Lablup Participates in NVIDIA AI Summit Japan
AI platform company Lablup has announced its participation in the 'NVIDIA AI Summit' held in Tokyo, Japan. The NVIDIA AI Summit introduces the latest trends in AI and accelerated computing technologies along with real-world use cases, bringing together experts and industry leaders from various fields including science, healthcare, and sustainability to discuss AI's future and impact. This year, the summit is being held in Washington D.C., India, and finally in Japan.
At this NVIDIA AI Summit Japan, NVIDIA founder and CEO Jensen Huang and SoftBank Chairman Masayoshi Son will engage in a dialogue about how AI and accelerated computing will transform industries. The event, which has received over 3,000 registrations, begins with workshops on the 12th and features more than 50 diverse sessions and live demos covering topics such as generative AI, industrial digitalization, robotics, and Large Language Models (LLM).

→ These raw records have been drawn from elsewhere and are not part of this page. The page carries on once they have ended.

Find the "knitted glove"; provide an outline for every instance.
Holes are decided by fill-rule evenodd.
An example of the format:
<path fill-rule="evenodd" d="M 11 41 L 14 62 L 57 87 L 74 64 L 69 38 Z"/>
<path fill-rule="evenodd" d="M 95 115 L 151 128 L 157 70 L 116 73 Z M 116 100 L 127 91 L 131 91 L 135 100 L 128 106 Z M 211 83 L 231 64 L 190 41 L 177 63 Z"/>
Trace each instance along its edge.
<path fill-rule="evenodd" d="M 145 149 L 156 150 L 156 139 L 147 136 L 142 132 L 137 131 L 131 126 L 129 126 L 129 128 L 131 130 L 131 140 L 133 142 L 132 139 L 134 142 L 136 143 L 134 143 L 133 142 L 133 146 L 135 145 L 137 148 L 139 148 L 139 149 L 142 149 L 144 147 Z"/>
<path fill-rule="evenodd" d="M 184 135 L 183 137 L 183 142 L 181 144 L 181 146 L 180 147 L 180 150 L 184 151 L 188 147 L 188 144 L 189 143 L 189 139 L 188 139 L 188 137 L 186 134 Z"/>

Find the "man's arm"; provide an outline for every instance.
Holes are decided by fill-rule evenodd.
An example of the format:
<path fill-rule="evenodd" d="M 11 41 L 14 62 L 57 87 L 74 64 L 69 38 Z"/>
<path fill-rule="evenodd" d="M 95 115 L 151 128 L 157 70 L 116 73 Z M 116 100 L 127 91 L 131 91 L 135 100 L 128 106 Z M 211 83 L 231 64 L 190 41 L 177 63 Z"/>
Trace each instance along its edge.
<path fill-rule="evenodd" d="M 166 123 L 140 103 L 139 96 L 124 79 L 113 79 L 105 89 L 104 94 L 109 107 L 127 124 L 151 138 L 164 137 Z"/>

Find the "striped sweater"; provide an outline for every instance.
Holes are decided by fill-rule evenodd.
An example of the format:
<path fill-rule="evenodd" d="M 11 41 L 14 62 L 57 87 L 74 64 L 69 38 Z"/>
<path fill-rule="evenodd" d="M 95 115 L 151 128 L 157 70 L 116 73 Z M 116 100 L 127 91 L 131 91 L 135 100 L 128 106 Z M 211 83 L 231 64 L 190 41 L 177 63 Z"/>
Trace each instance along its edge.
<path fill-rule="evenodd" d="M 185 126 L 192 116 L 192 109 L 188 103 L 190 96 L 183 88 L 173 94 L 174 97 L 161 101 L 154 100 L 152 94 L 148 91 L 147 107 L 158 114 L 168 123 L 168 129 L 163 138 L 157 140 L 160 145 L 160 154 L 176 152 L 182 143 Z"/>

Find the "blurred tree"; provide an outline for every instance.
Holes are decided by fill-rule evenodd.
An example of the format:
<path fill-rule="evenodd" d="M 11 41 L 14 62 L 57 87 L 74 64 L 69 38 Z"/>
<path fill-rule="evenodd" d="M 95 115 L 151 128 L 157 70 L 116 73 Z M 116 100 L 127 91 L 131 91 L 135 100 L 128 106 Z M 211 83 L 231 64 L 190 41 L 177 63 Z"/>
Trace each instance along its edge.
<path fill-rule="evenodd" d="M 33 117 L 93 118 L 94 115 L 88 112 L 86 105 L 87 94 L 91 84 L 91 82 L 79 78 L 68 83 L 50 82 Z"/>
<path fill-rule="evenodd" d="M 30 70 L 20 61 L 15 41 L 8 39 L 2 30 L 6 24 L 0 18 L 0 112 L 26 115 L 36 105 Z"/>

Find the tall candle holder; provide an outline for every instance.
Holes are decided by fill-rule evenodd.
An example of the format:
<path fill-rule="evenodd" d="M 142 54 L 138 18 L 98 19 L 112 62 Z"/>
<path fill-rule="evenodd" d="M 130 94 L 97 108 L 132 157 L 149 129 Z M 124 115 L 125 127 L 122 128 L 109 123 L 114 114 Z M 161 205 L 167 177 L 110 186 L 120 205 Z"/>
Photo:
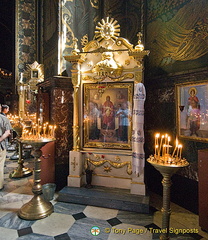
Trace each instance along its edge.
<path fill-rule="evenodd" d="M 163 207 L 162 212 L 162 229 L 161 229 L 161 240 L 167 240 L 169 238 L 169 226 L 170 226 L 170 187 L 171 177 L 180 168 L 187 167 L 189 163 L 185 158 L 181 158 L 182 145 L 179 144 L 176 139 L 176 146 L 173 153 L 170 154 L 170 137 L 165 134 L 160 136 L 159 133 L 155 135 L 155 154 L 151 155 L 147 161 L 155 167 L 163 176 Z"/>
<path fill-rule="evenodd" d="M 11 121 L 11 124 L 13 126 L 13 129 L 15 130 L 15 132 L 17 133 L 17 143 L 18 143 L 18 152 L 19 152 L 19 156 L 18 156 L 18 166 L 16 169 L 14 169 L 10 174 L 9 177 L 10 178 L 23 178 L 23 177 L 28 177 L 32 175 L 32 170 L 30 168 L 26 168 L 24 166 L 24 160 L 22 157 L 22 143 L 20 141 L 20 138 L 22 136 L 22 124 L 20 122 L 20 119 L 16 119 L 14 118 L 13 121 Z"/>
<path fill-rule="evenodd" d="M 33 148 L 32 155 L 34 156 L 34 184 L 32 192 L 33 198 L 26 204 L 24 204 L 19 212 L 18 216 L 26 220 L 37 220 L 49 216 L 53 212 L 53 205 L 46 201 L 42 197 L 42 185 L 41 185 L 41 148 L 52 141 L 55 141 L 55 129 L 56 126 L 48 125 L 48 123 L 41 123 L 40 119 L 37 123 L 32 123 L 29 129 L 23 126 L 21 142 L 24 144 L 30 144 Z"/>
<path fill-rule="evenodd" d="M 24 204 L 19 212 L 18 216 L 26 220 L 37 220 L 49 216 L 53 212 L 53 205 L 47 202 L 42 197 L 42 185 L 41 185 L 41 148 L 49 143 L 55 141 L 54 138 L 39 138 L 39 139 L 22 139 L 22 143 L 30 144 L 33 148 L 32 155 L 34 156 L 34 184 L 32 192 L 33 198 L 26 204 Z"/>

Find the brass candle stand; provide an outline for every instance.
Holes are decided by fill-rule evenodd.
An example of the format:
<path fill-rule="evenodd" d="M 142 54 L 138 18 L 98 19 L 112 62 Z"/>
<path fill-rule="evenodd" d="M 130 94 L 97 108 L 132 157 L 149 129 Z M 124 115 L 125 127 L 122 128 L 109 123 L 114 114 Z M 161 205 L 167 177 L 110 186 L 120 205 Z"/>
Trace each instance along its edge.
<path fill-rule="evenodd" d="M 47 202 L 42 197 L 42 185 L 41 185 L 41 148 L 54 141 L 54 138 L 42 138 L 34 140 L 21 140 L 22 143 L 30 144 L 33 147 L 32 155 L 34 156 L 34 184 L 32 192 L 33 198 L 26 204 L 24 204 L 18 212 L 18 216 L 26 220 L 37 220 L 49 216 L 53 212 L 53 205 Z"/>
<path fill-rule="evenodd" d="M 169 225 L 170 225 L 170 187 L 171 187 L 171 177 L 180 168 L 186 167 L 189 163 L 186 159 L 181 159 L 178 157 L 172 157 L 170 154 L 165 154 L 165 156 L 150 156 L 147 161 L 155 167 L 163 176 L 163 207 L 162 212 L 162 229 L 161 229 L 161 240 L 167 240 L 169 238 Z"/>
<path fill-rule="evenodd" d="M 19 146 L 19 159 L 18 159 L 18 166 L 15 170 L 13 170 L 10 174 L 9 177 L 10 178 L 23 178 L 23 177 L 28 177 L 32 175 L 32 170 L 30 168 L 26 168 L 24 167 L 24 160 L 22 157 L 22 143 L 21 143 L 21 136 L 22 136 L 22 127 L 18 126 L 18 127 L 14 127 L 13 128 L 16 133 L 17 133 L 17 143 Z"/>

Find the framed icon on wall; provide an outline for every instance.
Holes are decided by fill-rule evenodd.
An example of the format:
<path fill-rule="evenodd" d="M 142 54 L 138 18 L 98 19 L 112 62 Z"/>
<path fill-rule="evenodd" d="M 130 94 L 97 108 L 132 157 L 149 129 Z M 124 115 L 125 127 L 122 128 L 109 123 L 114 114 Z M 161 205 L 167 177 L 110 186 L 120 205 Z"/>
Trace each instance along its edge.
<path fill-rule="evenodd" d="M 131 149 L 133 83 L 84 84 L 84 147 Z"/>

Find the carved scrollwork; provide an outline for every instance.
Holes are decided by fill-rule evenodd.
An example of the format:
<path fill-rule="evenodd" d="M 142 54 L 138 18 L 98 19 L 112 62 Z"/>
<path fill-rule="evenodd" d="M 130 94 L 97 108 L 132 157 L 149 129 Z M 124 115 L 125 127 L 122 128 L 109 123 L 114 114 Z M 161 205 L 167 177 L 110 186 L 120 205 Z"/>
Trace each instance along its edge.
<path fill-rule="evenodd" d="M 130 161 L 128 161 L 128 162 L 113 162 L 111 160 L 106 160 L 106 159 L 103 159 L 100 161 L 94 161 L 94 160 L 91 160 L 90 158 L 86 158 L 85 159 L 85 168 L 88 166 L 89 163 L 91 163 L 95 167 L 100 167 L 105 163 L 109 163 L 112 167 L 114 167 L 116 169 L 127 166 L 127 169 L 126 169 L 127 174 L 128 175 L 132 174 L 132 165 L 131 165 Z"/>

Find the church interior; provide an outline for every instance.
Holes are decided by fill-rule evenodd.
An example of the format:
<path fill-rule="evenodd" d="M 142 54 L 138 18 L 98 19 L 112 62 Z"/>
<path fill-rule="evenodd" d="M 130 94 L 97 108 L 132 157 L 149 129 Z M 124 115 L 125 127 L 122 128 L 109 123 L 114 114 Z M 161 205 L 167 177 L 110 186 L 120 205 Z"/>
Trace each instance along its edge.
<path fill-rule="evenodd" d="M 208 239 L 207 16 L 1 0 L 0 240 Z"/>

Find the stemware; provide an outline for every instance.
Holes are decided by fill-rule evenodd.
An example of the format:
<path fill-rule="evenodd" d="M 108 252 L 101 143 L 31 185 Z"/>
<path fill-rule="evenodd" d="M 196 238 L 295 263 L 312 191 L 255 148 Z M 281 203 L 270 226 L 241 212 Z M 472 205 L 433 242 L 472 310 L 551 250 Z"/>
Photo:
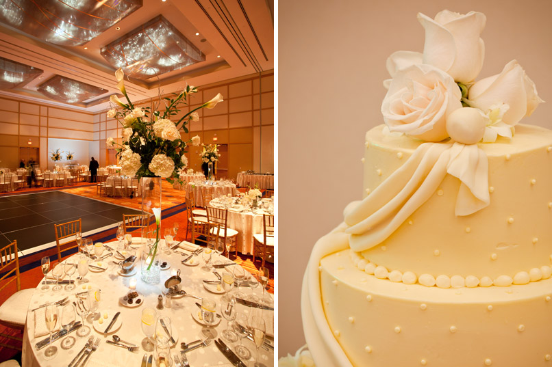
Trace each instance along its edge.
<path fill-rule="evenodd" d="M 259 362 L 259 348 L 264 342 L 264 336 L 266 334 L 266 328 L 264 320 L 260 316 L 253 316 L 249 322 L 249 329 L 253 334 L 253 340 L 255 342 L 255 346 L 257 347 L 257 357 L 255 360 L 255 367 L 266 367 Z"/>
<path fill-rule="evenodd" d="M 44 274 L 44 280 L 47 280 L 47 274 L 48 274 L 48 271 L 50 270 L 50 258 L 48 256 L 45 256 L 42 259 L 40 259 L 40 267 L 42 269 L 42 274 Z M 46 284 L 40 287 L 40 291 L 42 292 L 47 292 L 50 289 L 50 286 Z"/>
<path fill-rule="evenodd" d="M 75 305 L 71 303 L 67 303 L 62 307 L 62 313 L 60 316 L 61 320 L 62 327 L 68 331 L 75 325 L 77 321 L 77 314 L 75 310 Z M 61 346 L 62 349 L 71 349 L 75 345 L 75 339 L 74 337 L 69 336 L 62 340 Z"/>
<path fill-rule="evenodd" d="M 50 345 L 44 351 L 44 359 L 51 359 L 58 354 L 58 347 L 52 345 L 52 332 L 55 328 L 55 324 L 58 323 L 58 306 L 55 305 L 46 306 L 45 315 L 46 327 L 50 332 Z"/>
<path fill-rule="evenodd" d="M 54 292 L 59 292 L 62 290 L 62 287 L 60 285 L 60 280 L 63 277 L 63 264 L 58 262 L 54 265 L 52 269 L 52 275 L 55 278 L 55 285 L 52 288 Z"/>
<path fill-rule="evenodd" d="M 63 264 L 63 270 L 66 274 L 69 275 L 69 284 L 66 284 L 64 287 L 65 290 L 72 290 L 75 289 L 75 284 L 71 282 L 71 277 L 77 270 L 77 265 L 73 262 L 66 261 Z"/>
<path fill-rule="evenodd" d="M 239 342 L 236 346 L 236 353 L 243 359 L 251 357 L 251 352 L 242 344 L 244 338 L 249 335 L 247 316 L 242 312 L 236 312 L 236 319 L 232 323 L 232 329 L 239 338 Z"/>
<path fill-rule="evenodd" d="M 145 308 L 142 310 L 142 331 L 146 336 L 142 340 L 142 348 L 147 352 L 153 352 L 155 344 L 151 339 L 155 334 L 155 310 Z"/>
<path fill-rule="evenodd" d="M 82 323 L 82 326 L 79 327 L 79 329 L 77 330 L 77 336 L 79 338 L 84 338 L 90 334 L 90 327 L 84 325 L 84 319 L 88 314 L 88 310 L 86 308 L 86 305 L 84 304 L 84 301 L 82 299 L 78 299 L 77 302 L 78 302 L 78 304 L 75 303 L 77 305 L 77 313 L 79 314 L 79 316 L 81 316 Z"/>
<path fill-rule="evenodd" d="M 221 313 L 226 318 L 226 329 L 222 332 L 222 338 L 233 343 L 238 341 L 238 336 L 231 327 L 236 320 L 236 299 L 230 295 L 225 295 L 221 299 Z"/>
<path fill-rule="evenodd" d="M 201 329 L 201 333 L 207 338 L 214 339 L 216 331 L 212 327 L 216 323 L 216 302 L 214 299 L 204 298 L 201 301 L 201 319 L 205 327 Z"/>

Among 62 companies, Lablup will demonstrate how to effectively utilize AI technology through NIM (NVIDIA Inference Microservices) by running its hyperscale AI platform, Backend.AI, and inference solution PALI on NVIDIA GH200 Grace Hopper Superchips.
Backend.AI, which has been certified as NVIDIA DGX-Ready Software since 2021 - the first and only one in the Asia-Pacific region - is an AI platform that optimizes and manages computing resources for large-scale AI and accelerated computing applications, from DGX system clusters to the latest NVIDIA Grace CPU Superchips, while enhancing GPU usability.
"Through this NVIDIA AI Summit, Lablup will showcase how we work with NVIDIA to maximize the efficiency of generative AI service operations with PALI and PALANG, as well as developing large-scale AI models based on Backend.AI," said Jeongkyu Shin, CEO of Lablup. "We aim to widely promote Backend.AI's strengths as an AI infrastructure operating system that addresses various scales, from PC and small-scale organizations' AI utilization to GPU hyperscaler AI service operations."